Je t’ai perdu, je te construis, je lutte pour toi.

Encore une histoire téléphonée à coincer entre les collections où le beau chirurgien est amoureux de la non moins belle infirmière, un mix entre Urgences et la collection Harlequin ? Absolument pas. Parce que  l’auteur du texte est Mathias Enard, et que la puissance de son écriture vous empoigne dès les premières phrases. Attention, admirateurs de phrases lapidaires s’abstenir : pour exemple les pleurs du bébé du narrateur, Ignacio, le chirurgien quinquagénaire relatant les dérives destructrices de Youri :

(…) elle pleurait avant de s’endormir et ces appels insoutenables pour l’humanité qui y perçait, pour cette douleur universelle qui nous bouleversait, cette petite chose fragile hurlant dans le noir nous forçait à nous précipiter, vaincus, pour la réconforter et la prendre un instant dans nos bras, la couvrir de baisers qui ne savaient rien empêcher de sa tristesse, elle reprenait dès que nous la mettions à nouveau au lit, de plus belle, à cause de nos caresses mêmes qui retardaient seulement l’inévitable en lui donnant le goût plus amer encore des bras tout juste perdus, de ce souvenir d’un bonheur à peine disparu, si présent que le noir, le basculement dans la nuit devenait alors une torture, j’entendais ses cris, elle pleurait sur notre injustice, sans comprendre pourquoi rituellement nous l’abandonnions au moment où elle avait besoin de nous, justement parce qu’elle avait sommeil et que le sommeil l’effrayait.

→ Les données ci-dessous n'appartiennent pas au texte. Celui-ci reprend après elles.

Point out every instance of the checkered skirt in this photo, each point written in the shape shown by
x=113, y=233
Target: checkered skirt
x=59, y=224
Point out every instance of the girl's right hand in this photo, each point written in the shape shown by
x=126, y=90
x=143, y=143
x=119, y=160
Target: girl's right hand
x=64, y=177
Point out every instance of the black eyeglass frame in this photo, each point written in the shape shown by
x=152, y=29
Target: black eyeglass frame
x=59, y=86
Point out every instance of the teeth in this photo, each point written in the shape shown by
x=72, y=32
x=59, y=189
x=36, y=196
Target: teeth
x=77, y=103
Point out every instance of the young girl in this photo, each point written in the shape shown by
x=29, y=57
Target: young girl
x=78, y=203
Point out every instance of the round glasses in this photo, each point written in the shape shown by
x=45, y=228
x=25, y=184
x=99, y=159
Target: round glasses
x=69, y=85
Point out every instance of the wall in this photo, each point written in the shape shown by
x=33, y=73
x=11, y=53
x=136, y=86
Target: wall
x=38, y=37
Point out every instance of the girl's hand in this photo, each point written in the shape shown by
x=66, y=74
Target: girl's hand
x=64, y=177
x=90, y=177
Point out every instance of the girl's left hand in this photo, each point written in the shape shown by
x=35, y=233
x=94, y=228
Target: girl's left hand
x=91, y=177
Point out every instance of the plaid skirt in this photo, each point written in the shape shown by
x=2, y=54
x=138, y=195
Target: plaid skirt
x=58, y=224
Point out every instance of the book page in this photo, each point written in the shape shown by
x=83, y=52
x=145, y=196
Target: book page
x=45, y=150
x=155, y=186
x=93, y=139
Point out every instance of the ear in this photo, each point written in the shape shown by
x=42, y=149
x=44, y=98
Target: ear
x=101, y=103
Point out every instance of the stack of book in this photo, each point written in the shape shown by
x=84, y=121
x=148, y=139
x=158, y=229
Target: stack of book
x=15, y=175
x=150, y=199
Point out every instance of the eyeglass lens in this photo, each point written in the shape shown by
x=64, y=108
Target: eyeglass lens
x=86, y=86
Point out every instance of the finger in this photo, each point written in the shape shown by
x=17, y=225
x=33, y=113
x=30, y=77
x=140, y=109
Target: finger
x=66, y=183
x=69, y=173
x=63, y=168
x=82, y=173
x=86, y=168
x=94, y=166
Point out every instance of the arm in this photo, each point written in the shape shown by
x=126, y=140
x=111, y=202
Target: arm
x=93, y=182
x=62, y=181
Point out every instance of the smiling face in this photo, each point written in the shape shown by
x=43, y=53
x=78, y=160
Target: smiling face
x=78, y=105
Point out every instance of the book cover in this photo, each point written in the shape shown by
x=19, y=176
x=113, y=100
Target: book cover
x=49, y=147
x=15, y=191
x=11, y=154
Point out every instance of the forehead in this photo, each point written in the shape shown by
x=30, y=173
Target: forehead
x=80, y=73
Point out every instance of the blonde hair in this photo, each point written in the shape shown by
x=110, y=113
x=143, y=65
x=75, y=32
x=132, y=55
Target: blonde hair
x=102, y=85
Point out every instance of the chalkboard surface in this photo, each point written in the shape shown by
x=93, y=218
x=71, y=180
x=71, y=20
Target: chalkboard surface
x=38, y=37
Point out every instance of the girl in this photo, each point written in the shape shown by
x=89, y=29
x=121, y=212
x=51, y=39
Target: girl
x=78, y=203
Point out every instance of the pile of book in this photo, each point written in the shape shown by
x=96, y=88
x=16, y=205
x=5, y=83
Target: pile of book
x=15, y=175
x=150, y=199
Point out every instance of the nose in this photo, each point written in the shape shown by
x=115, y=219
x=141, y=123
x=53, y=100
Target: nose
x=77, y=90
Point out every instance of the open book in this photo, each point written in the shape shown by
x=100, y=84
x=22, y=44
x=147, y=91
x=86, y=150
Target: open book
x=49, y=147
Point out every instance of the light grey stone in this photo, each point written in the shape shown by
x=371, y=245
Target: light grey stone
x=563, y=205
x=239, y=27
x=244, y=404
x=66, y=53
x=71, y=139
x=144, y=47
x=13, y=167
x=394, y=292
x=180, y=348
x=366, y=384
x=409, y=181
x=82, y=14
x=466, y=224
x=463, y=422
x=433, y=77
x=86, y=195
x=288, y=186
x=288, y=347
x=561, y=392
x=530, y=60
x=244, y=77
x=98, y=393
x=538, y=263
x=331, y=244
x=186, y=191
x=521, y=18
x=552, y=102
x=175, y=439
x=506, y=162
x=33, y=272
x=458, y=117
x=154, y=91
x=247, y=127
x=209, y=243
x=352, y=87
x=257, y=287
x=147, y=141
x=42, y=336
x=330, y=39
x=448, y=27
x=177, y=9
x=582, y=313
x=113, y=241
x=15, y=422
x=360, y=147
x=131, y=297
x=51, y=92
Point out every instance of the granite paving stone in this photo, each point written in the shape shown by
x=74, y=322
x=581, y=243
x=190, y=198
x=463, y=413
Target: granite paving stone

J’ai raccourci la phrase d’un bon tiers, mais que ceux qui ont entendu pleurer un bébé de détresse la nuit osent dire qu’ils ne reconnaissent pas intimement ce moment-là… Très vite on est saisi par cette écriture qui vous assène par vagues des images et les actions comme dans un film. Lorsqu’on a terminé le roman, le retour au début s’impose absolument et l’on comprend à rebours les subtilités et douleurs de ce surprenant début :

Assis sur ma chaise, je pensais qu’il a raison, ce que l’on attend à présent des corps, c’est la putréfaction en silence, l’oubli, et de l’âme la survie sur les rôles et les registres, les certificats et les papiers, les marbres, les images. (…) les cadavres doivent disparaître, ils sont confiés à des professionnels chargés de les dissimuler, responsables de leur entrepôt, de leur manutention, de leur stockage, de leur destruction dans la terre ou les flammes, (…) .

Puissance, horreur, fascination… et exactitude. Les sentiments humains face à la mort, peur et lâchetés mêlées, sont radiographiés avec une cruauté et un talent confondants. Tout le reste est à l’avenant.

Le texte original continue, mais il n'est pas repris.